Hoewel nieuwsgierigheid in al deze verhalen bijna altijd genoemd wordt, betreden ze toch de ruimte van de almacht. Ook al is Eva nieuwsgierig, de zin van Satan zorgt ervoor dat ze het verbod overtreedt: "je zult als goden zijn". Het zoeken naar almacht is de belangrijkste drijfveer, en uiteraard de sleutel tot de verboden deur. Cultuur is een deur en een slot, dat nog steeds wordt geopend met een sleutel genaamd verlangen. Inclusief het verlangen naar almacht. Gilles de Rais was een ontwikkelde en beschaafde man van zijn tijd. En zelfs in zijn jeugd verzamelde hij een verzameling zeldzame manuscripten in zijn kastelen. Maar aan het einde van zijn leven verzamelde hij nog een griezelige verzameling, waarover getuigen tijdens het proces spraken.

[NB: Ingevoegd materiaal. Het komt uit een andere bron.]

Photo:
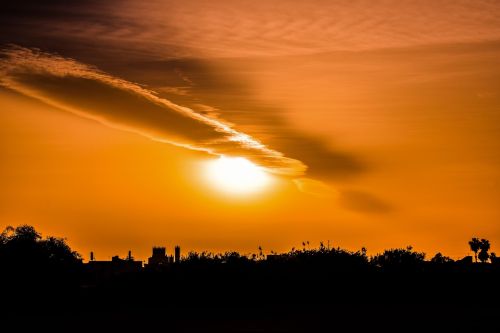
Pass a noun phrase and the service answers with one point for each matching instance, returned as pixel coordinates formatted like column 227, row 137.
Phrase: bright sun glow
column 237, row 175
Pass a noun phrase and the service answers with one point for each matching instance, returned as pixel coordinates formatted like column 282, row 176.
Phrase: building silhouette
column 159, row 257
column 177, row 253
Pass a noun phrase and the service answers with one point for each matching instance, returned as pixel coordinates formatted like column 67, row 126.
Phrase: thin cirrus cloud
column 236, row 28
column 90, row 93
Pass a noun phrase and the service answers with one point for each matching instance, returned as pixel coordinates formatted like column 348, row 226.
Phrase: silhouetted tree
column 399, row 259
column 440, row 259
column 493, row 258
column 475, row 245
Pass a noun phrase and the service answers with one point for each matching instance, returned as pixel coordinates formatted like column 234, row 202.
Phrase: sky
column 375, row 123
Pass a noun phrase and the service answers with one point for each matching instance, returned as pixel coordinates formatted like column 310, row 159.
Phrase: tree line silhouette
column 48, row 267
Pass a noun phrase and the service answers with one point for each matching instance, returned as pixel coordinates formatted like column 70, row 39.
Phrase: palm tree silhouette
column 475, row 245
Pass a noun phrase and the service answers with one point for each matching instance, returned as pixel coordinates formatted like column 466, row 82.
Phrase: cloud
column 90, row 93
column 227, row 28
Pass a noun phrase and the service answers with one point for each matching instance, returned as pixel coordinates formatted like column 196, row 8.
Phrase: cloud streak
column 85, row 91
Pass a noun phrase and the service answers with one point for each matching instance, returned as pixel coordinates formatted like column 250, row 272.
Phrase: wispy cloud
column 90, row 93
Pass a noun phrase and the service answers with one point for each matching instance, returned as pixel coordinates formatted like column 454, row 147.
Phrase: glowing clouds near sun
column 236, row 175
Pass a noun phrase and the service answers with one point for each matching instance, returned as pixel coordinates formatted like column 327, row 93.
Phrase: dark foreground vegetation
column 305, row 290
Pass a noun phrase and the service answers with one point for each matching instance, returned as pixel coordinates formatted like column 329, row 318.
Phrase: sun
column 237, row 175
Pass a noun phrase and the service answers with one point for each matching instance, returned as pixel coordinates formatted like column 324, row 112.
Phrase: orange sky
column 379, row 123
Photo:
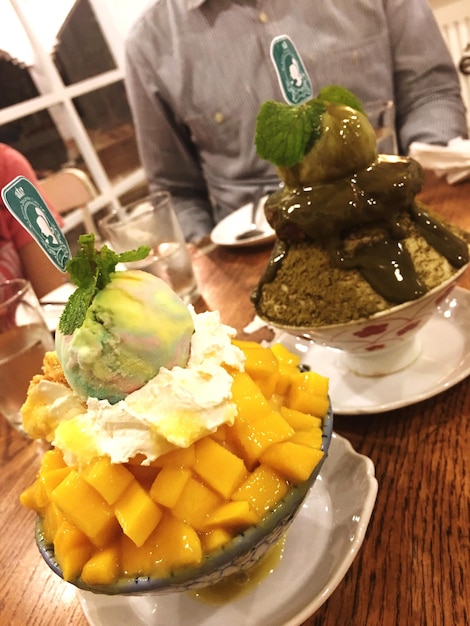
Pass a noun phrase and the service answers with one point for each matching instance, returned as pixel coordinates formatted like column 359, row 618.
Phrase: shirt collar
column 194, row 4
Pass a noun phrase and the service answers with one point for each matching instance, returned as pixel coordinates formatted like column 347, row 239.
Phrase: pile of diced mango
column 109, row 521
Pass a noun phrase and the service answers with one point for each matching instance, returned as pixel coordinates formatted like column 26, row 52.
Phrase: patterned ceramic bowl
column 385, row 342
column 239, row 554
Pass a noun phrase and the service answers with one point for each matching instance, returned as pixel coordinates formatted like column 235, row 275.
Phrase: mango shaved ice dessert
column 352, row 240
column 160, row 480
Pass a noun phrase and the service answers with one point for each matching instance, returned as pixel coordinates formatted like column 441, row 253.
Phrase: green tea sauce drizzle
column 238, row 584
column 375, row 195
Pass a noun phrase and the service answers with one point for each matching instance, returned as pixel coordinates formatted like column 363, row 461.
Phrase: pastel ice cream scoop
column 134, row 326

Het is duidelijk dat zijn agressieve verlangens sterker bleken dan de verboden van de cultuur. Z. Freud schrijft in zijn werk "Ontevredenheid met cultuur" dat het grootste obstakel op weg naar cultuur de neiging tot agressie van een persoon tegen elkaar is. En verbindt zelfs de vraag naar het lot van de mensheid met de vraag of cultuur in staat zal zijn de menselijke primaire drang tot agressie en zelfvernietiging te beteugelen. Hij is daar verre van optimistisch over. En hij eindigt zijn werk met de zin: “Maar wie kan de uitkomst van de strijd voorzien en voorspellen aan wiens kant de overwinning zal zijn? “Wat waar is voor de mensheid als geheel, is des te belangrijker voor het individu.

Tales of Forbidden Rooms vertellen over agressieve verlangens, erg archaïsch en monsterlijk om door de moderne mens te worden gerealiseerd. In het bijzonder hebben we het over het enige archaïsche verlangen dat door de cultuur als verslagen wordt beschouwd - over kannibalisme. En ook over het verlangen naar almacht, die opgesloten zit achter de deur van de cultuur. Maar ze kunnen gemakkelijk worden ontdekt, omdat een persoon een vrije wil heeft. In sommige Russische verhalen over de verboden kast vindt de held daar een slang die aan de muur is geketend. Die erg uitgemergeld is en vraagt om te drinken, aangezien hij al duizend jaar niet gedronken heeft.

Maar of het de held waard is om aan dit verlangen te voldoen, moet je goed nadenken. Daarom, voor degenen die naar de verboden deur komen en beven van nieuwsgierigheid, zou het leuk zijn om te weten dat dit precies het trillen is van objecten die klaar zijn om tot leven te komen, en om de waarschuwing van F. Nietzsche te herinneren: hem”.

Referenties

Klein M. "Over de ontwikkeling van mentale activiteit".

Prop V. Ya. "De historische wortels van het sprookje".

Freud Z. Totem en Taboe.

Freud Z. "Ontevredenheid met cultuur."

Freud Z. "Verschrikkelijk".

Hinshelwood R. Dictionary of Kleiniaanse psychoanalyse.